Developing modern slides is “like trying to balance a sheet of plywood on the head of a pin by throwing nickels at it from 50 yards away,” says Mark Robertson, a Goodrich vice president for engineering and quality, describing the amount of old-fashioned trial and error necessary. At its Phoenix plant, Goodrich uses an environmental chamber, six giant wind machines, elevated aircraft test fixtures including actual aircraft doors, and darkened tunnels connected to the doors for test jumps onto slides in simulated rain and nighttime conditions. For a standard dual-lane slide, test subjects make as many as 50 test runs at various pressures and door sill heights.
According to Goodrich, the reason passengers sustain injuries during evacuation is that they ignore instructions and hesitate or stop at the end of the slide, making them collide with other evacuees coming down, or instead of sitting upright, they lie down and descend too fast.

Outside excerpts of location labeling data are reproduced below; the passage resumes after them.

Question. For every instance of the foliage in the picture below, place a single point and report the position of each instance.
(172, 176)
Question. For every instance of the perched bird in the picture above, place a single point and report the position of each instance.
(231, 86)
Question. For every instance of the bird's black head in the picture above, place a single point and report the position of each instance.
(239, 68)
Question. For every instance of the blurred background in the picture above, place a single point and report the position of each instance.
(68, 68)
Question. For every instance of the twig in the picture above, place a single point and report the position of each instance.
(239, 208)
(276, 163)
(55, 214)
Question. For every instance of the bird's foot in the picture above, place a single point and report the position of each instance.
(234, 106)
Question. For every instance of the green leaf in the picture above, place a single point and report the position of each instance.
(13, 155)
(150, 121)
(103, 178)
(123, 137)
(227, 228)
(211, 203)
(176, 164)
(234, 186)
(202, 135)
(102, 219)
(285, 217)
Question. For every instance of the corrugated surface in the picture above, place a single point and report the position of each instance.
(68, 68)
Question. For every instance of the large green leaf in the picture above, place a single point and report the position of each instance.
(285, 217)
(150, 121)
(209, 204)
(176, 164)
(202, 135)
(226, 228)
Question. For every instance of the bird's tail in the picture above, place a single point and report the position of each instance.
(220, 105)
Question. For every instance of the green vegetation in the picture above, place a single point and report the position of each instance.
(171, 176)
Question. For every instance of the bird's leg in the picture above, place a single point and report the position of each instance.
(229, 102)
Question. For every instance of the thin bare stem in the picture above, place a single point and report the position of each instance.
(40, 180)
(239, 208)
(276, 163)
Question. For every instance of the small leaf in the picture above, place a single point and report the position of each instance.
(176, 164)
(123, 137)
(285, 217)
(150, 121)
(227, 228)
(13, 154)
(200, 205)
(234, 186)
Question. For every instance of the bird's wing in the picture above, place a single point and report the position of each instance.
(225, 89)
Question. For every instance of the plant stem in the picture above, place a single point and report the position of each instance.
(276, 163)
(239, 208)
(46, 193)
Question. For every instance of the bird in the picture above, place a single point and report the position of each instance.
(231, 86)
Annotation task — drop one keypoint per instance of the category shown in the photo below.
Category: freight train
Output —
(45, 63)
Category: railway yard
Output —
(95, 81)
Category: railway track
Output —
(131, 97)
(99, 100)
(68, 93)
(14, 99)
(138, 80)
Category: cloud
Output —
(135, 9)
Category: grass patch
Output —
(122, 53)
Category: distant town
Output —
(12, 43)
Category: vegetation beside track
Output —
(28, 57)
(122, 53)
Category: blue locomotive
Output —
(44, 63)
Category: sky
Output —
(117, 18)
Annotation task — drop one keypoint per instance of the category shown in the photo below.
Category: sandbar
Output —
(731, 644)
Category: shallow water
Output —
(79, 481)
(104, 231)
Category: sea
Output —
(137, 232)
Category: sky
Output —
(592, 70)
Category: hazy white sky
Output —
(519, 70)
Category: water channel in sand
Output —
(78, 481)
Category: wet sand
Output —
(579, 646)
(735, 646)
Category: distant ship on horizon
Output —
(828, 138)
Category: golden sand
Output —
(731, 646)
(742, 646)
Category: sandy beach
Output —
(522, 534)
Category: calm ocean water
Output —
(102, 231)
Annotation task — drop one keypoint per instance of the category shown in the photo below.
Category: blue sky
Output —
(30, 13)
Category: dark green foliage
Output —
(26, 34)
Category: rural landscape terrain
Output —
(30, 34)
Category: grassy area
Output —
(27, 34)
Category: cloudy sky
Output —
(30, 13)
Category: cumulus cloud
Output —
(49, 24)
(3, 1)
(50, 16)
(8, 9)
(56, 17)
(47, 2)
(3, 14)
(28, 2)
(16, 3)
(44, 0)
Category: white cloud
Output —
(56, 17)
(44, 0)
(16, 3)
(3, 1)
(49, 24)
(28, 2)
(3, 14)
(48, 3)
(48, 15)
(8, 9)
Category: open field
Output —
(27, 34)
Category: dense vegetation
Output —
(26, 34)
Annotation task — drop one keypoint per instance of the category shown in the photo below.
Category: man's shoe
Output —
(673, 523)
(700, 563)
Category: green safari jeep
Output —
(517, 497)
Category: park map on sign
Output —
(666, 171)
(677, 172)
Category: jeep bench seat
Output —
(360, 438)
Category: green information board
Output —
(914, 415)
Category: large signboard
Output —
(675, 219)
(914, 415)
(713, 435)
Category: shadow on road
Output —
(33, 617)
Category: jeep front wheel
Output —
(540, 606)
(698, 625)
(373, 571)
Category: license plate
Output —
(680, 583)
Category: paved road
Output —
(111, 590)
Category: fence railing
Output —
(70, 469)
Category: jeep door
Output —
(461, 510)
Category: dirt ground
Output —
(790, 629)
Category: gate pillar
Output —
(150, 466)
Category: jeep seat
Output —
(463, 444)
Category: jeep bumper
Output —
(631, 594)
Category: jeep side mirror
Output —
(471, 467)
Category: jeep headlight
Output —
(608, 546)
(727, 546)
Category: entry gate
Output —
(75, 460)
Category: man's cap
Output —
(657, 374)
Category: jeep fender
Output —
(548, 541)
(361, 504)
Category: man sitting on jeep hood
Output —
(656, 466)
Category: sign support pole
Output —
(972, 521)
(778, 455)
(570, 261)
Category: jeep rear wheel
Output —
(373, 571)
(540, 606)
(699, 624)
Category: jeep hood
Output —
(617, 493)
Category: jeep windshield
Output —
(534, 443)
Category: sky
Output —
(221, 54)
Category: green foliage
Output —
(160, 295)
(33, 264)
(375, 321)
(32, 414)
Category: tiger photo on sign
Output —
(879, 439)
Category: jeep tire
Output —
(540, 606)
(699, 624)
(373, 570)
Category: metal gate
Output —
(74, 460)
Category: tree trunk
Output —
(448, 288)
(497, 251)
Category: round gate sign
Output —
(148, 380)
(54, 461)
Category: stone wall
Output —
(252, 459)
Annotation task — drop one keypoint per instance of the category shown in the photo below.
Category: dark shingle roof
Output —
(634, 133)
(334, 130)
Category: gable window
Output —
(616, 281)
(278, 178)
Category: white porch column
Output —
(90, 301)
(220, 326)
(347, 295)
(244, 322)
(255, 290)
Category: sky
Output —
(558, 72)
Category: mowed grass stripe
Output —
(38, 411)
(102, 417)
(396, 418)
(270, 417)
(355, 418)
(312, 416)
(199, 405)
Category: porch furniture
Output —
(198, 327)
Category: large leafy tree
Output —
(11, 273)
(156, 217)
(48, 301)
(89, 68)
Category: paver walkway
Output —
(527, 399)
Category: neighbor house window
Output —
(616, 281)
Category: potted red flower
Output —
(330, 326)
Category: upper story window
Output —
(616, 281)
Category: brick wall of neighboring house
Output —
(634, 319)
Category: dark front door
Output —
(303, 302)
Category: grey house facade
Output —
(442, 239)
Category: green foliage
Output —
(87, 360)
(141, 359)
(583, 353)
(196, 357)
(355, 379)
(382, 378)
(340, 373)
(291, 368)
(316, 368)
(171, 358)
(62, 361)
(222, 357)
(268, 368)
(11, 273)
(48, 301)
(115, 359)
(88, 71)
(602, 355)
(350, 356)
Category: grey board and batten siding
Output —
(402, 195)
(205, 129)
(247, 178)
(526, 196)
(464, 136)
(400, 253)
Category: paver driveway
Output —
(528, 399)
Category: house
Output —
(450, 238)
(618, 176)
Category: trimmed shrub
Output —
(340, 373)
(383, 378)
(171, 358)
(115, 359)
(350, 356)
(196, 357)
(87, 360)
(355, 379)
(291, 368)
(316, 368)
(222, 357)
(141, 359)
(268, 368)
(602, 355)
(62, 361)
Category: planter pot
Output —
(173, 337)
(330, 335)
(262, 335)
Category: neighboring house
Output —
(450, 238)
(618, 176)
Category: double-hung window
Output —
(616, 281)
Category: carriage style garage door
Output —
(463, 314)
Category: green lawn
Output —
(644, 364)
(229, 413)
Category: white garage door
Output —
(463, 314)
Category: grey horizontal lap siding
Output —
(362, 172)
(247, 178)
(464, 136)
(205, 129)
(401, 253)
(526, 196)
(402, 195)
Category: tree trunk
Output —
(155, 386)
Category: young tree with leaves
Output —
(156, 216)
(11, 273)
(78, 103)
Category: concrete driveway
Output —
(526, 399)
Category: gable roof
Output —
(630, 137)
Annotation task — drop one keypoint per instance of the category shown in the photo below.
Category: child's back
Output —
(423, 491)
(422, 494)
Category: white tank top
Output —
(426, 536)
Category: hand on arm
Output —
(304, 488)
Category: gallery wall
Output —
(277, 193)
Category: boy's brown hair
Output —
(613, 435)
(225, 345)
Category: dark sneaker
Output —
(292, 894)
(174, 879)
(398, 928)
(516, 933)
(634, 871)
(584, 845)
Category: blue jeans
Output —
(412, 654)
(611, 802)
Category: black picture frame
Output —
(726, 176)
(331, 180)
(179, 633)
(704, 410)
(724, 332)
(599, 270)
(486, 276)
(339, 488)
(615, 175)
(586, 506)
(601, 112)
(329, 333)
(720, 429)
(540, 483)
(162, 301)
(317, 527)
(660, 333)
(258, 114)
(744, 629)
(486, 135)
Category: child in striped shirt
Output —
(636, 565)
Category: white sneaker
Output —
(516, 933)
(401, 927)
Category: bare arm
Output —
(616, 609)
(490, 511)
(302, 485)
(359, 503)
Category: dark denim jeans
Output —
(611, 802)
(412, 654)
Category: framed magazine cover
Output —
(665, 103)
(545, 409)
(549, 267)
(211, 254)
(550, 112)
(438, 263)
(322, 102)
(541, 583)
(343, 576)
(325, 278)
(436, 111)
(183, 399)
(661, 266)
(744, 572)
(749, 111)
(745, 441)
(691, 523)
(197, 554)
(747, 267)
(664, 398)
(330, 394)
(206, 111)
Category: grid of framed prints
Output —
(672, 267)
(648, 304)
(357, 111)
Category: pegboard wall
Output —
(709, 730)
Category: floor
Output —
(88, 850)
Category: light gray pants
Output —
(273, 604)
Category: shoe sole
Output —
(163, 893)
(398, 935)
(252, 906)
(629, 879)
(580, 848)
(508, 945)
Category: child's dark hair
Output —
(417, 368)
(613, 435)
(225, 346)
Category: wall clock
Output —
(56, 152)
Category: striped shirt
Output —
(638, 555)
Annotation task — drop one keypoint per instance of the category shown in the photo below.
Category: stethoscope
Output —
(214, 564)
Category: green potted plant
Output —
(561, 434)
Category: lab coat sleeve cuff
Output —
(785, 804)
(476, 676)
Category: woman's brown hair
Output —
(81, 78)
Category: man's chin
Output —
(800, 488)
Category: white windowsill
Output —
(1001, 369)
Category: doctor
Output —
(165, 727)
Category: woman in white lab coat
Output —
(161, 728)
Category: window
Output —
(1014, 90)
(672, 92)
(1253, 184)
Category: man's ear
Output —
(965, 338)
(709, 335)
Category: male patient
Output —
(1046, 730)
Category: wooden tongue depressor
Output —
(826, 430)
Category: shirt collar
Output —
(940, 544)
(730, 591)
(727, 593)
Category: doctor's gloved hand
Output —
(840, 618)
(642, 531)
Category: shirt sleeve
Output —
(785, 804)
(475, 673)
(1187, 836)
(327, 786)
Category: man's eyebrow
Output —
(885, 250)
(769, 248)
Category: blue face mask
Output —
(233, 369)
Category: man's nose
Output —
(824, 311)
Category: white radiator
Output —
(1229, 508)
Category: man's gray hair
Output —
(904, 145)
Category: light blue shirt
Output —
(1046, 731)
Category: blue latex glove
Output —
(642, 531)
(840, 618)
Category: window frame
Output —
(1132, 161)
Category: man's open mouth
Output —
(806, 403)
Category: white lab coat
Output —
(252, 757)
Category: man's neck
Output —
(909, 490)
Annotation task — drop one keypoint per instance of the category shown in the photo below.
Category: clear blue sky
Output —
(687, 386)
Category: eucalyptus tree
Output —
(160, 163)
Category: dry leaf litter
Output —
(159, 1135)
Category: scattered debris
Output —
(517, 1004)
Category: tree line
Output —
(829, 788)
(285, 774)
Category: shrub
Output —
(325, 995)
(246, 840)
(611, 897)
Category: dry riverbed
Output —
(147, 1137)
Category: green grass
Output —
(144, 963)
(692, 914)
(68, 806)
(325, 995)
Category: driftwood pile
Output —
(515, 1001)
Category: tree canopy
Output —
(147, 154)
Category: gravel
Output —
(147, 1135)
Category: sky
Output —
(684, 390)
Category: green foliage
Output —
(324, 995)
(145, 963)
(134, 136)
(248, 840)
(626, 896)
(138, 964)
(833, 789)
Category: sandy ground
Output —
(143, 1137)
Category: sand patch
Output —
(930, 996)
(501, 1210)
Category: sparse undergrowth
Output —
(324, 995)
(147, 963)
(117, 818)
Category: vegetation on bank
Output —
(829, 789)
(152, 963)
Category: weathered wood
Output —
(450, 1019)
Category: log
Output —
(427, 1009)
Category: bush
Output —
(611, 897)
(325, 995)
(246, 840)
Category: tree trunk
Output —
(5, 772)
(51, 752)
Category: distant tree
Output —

Targets on the slide and built-in light-emitting diode (LED) lights give evacuating passengers aim points for jumping on and off.
Because slides must often function as life rafts for as many as 87 people, Goodrich conducts trials off the coast of Santa Barbara, California, where ocean conditions closely approximate those set forth in FAA regulations for exit slide performance.
With proper maintenance, a slide will last 15 years. Every three years a slide is deployed, removed, inspected, re-tested, re-packed, and re-installed. The inspection cycle is a way to make sure that slides will perform as they did last August, when a China Airlines 737 arriving in Okinawa experienced an engine explosion, and all 165 aboard escaped safely on inflatable slides just before the plane burst into flames.


Comments
as an aid to project research could you please advise: * how many injuries have been sustained using emergency aircraft evacuation slides * what safety devices are required at bottom of slide in simulation exercises Thankyou for your help
Posted by kath kinder on June 22,2008 | 05:36AM
Kath in response to your questions.... and for your info I am a flight attendant for a British Airline. 1. The total amount of injuries sustained following an evacuation is difficult to calculate as there are so many factors that will ultimately affect the evacuation itself. The more common injuries will be friction burns as people instinctively grab onto the sides of the evacuation slide when descending in an attempt to slow down their egress speed. Also friction burns will occur if the individual is wearing man made fibre clothing (always wear cotton underwear when flying!!)and also sprains, strains etc will occur as the impact at the botttom of the slide is quite sudden and deccelaration is also very quick, and if there is a build up of people trying to get off the slide this can also contribute to possible injuries. 2. In a simulated evacuation using real inflatable slides on or off an aircraft the safety devices required are crash mats ie padded mats at the bottom of the slide, similat to what gymnasts use, and isf the slide is a training one ie in a purpose built building there may be extensive "padding" in the area of the slide incase of someone falling over the side of the slide or coming off the bottom with such momentum they might collide with something. Also in a Training facility the event is usually videotaped/filmed so that a.)Feedback on evacuation techniques can be reviewed and discussed and b.) In case any delegate suffers injury so that the incident can be reviewed to see if the correct procedures were adhered to. Hope that has given you some information. Pls contact me if you need any more Regards Stuart.
Posted by Stu Jamieson on July 7,2008 | 09:36AM
From I understanding that two manufactures in USA make the evaculation slide for aircafts. They are : Air Cruiser and Goodrich. Do these manufactures also make the evaculation slide for training equipments of the flight attendents traing center? Is there any other manufactures in North American region can make the same products other than these two companies? Thanks a lot.